Derrick Nxumalo’s artworks include some that have been in progress for more than two decades. (Photograph by Paulo Menezes).

Less than 30 minutes’ walk away is the suburb of Berea, where Nxumalo once worked as a gardener on Musgrave Road. 

“There’s almost this invisible voyeur that’s looking into the suburban garden,” says cultural producer and creative industries consultant Russel Hlongwane. “I think it’s how he as a Black man is looking into the garden space or is looking into the suburban home. That’s one of the few ways that he becomes visible. He’s not present in that frame. 

“How he is asking us to look at these gardens is the way that he looks at them himself, I think. And the removal of Black folk in that situation says a lot. If anything, it probably reaffirms this suspicion. It definitely speaks to this invisible labour that tends to these pristine places yet are completely invisible and can’t be imagined in those spaces.”

The smaller works also feel more intimate up close, almost invoking portraiture techniques in portraying natural landscapes. But these, too, do not show the domesticity of the city’s households. Instead, white characters are seen stamping their authority and ownership of leisure in these public spaces.

Speculative futures

Paradise? and Nxumalo’s greater body of work interrogate the state of post-democratic dilapidation in Durban (arguably all South African cities) by speculating about a future in which they are meticulously maintained and their presentation is pruned, almost preserved. “The work interprets what I feel is supposed to be in our country,” Nxumalo says. “We are a lucky country because a lot of people want to invest their money here. They invest it and it just disappears. We don’t see what is happening.”

There is more to it. The artist and his praxis challenge a way of understanding both artist and work outside of Western frameworks and norms. Even Afrofuturism, which hypothesises utopian and dystopian African futures, doesn’t quite suffice as a singular point of departure. The quickening moments of Paradise? are when the multiplicity of gazes and perspectives is felt by the viewer. The visceral response carries a tinge of suspicion that the viewer’s limited experience and knowledge of South African society might be derided. 

The Durban that Derrick Nxumalo depicts is at odds with the riots and looting that took place in KwaZulu-Natal in July. (Image supplied by the Kwazulu Natal Society of the Arts).

“From my point of view, Derrick shows us part of the South African psyche,” says Greer Valley, a Michaelis School of Fine Art doctoral fellow and co-author of the exhibition statement. “There is parody in the way that that’s been played out. It’s almost a parody of itself, this great South African city. Regardless of everything that we need to focus on in order to get there – [municipal] service provision, access to housing, a transport system that is egalitarian, the real gritty things that make a city work – as South Africans, we often put that stuff aside and want to talk about the idealistic [and] utopian. 

“That is a coping mechanism in the face of trauma and a dream deferred.
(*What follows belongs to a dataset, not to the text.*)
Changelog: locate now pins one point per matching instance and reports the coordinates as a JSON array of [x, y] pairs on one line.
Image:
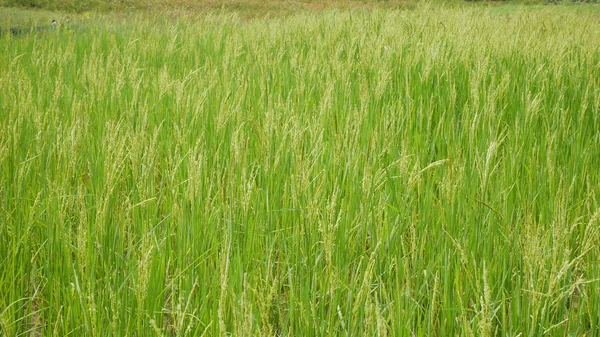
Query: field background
[[340, 171]]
Because Derrick invokes a lot of these nationalist symbols, we’re constantly being confronted with this notion. I think he is trying to be tongue in cheek in showing us that.”
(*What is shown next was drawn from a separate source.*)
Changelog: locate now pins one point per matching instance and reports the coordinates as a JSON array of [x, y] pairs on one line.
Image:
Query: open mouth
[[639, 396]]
Nxumalo’s complexity is not that he might be playing a game with the viewer without their being privy to it and its rules. It is that he is likely playing multiple games simultaneously with different sets of audiences. As he speaks and moves, you are forced to focus and refocus. As he paints, you are forced to do the same, stepping back and moving closer, gaining new insights every time. 

Nxumalo will feature in Off the Grid, an exhibition at the Turbine Art Fair that features mid-career South African artists.

One of Derrick Nxumalo’s smaller artworks. (Image supplied by the Kwazulu Natal Society of the Arts).